Janelle Bynum: 'I was disgusted then, and I remain disgusted'
State Rep. Janelle Bynum, D-Happy Valley, said she is disturbed by the lack of concern coming out of the Clackamas County Sheriff's Office following the filing of a lawsuit on behalf of Ka'Mar Benbo.
The lawsuit filed last week alleges Benbo — a Black 12-year-old resident of Southeast Portland — was treated brutally and had his neck kneeled on by a sheriff's deputy while being detained during a call about teenage girls fighting at the Clackamas Town Center mall on Aug. 5, 2019. According to the lawsuit, Benbo was at the mall with a female friend when deputies responded. As he exited, Benbo was grabbed, thrown to the ground and pinned down by the neck. The allegations and lawsuit were first reported by The Oregonian.
Shortly following the incident, Rep. Bynum and Kim Ybarra, an attorney and policy adviser for the sheriff's office, co-hosted a conversation on Oct. 8 between local mothers and representatives of the sheriff's office, including Chief Deputy Jenna Morrison. The purpose, Bynum said, was to create an inroad to the sheriff's office and advocate for change within the department.
"What I was trying to do was help the office see that the optics were really bad," Bynum told Pamplin Media Group. "I was very concerned that he (Sheriff Craig Roberts) didn't get it."
Bynum said she was further distressed by Robert's response when she personally inquired about the situation. According to Bynum, Roberts told her that deputies had just returned from new "tactical training."
"So your guys tested out some new moves on a 12-year-old kid?" Bynum asked. "I was disgusted then, and I remain disgusted."
Bynum said it was clear from her conversation with Roberts that he did not share her outrage over how Benbo was treated. She has remained in limited contact with the family for fear of triggering negative memories.
"My goal was to advocate for changes within the sheriff's office, and if she (Benbo's mother, Jarena McDavid) chose to sue, I didn't want to adversely affect anything she sought remedied," Bynum said.
According to Bynum, she tried to explain to Roberts that children can't be expected to process adult situations in the same way, nor should a 12-year-old be treated the same as an adult suspect.

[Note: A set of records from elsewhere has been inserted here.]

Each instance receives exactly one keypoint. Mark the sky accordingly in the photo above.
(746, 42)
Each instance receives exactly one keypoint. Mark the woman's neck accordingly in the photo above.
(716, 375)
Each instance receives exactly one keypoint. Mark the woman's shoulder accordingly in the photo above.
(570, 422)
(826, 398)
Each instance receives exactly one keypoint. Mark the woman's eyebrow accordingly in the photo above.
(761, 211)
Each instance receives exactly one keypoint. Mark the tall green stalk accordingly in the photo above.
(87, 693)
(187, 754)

In a statement Roberts issued Thursday, June 18, he gave his office's account of the events that took place around Benbo's detainment and said deputies were cleared following an internal investigation.

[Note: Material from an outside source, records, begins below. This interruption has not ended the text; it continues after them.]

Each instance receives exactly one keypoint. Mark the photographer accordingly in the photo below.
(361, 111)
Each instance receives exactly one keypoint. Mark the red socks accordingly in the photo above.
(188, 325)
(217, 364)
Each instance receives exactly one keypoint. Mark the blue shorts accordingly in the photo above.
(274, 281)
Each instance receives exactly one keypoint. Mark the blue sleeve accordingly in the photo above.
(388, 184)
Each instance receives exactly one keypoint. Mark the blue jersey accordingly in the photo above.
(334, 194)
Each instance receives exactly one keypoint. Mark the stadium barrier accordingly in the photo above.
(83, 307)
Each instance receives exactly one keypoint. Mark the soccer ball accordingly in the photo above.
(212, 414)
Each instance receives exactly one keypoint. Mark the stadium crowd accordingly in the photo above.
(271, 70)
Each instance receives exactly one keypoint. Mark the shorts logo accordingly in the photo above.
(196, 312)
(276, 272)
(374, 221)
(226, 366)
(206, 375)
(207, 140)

"(The) Performance Standards Unit did not find that any deputy placed a knee on the juvenile's neck. We do not train deputies to restrict a person's airway or impede their ability to breathe," Roberts said. "It was determined the involved deputies followed training and policy."
Jason Kafoury, one of Benbo's attorneys, said that he disagrees with the sheriff's office's entire account.
Roberts did not run for reelection and his term is set to expire at the end of this year.
"For them to put out a statement as to what happened without releasing any of their documents at the time is ridiculous," Kafoury said. "For them to deny there was a knee on the neck that photo shows they really have no appreciation for how out of line the officers were with a 12-year-old."
Bynum said that for the sheriff's office to not take these allegations seriously in light of worldwide protests over police violence sparked by the deaths of Breonna Taylor and George Floyd — two Black Americans who died at the hands of police in recent weeks — is a signal that the Clackamas County Sheriff's Office needs a culture shift. She's also suggesting that agencies like the sheriff's office need to begin creating touch points within their Black communities in order to build connections that have long been disregarded.
"I suggested they do safety clinics with teens where they teach them how to change a tire or anything to grow the relationship," she said. "They were not doing anything and remain to this day committed to doing nothing. That's what I've been trying to get at: a culture shift about not treating your citizens and your children as if they're enemies of the state."
Bynum along with her fellow People-of-Color Caucus within the Oregon Legislature are proposing major law enforcement reform measures this week ahead of a special legislative session that begins this Wednesday, June 24. Bynum said she and her colleagues are ready to get to work changing how law enforcement interacts with their communities and holding bad behavior accountable.
"You recognize the importance of these moments in time, and you don't want to squander them," she said.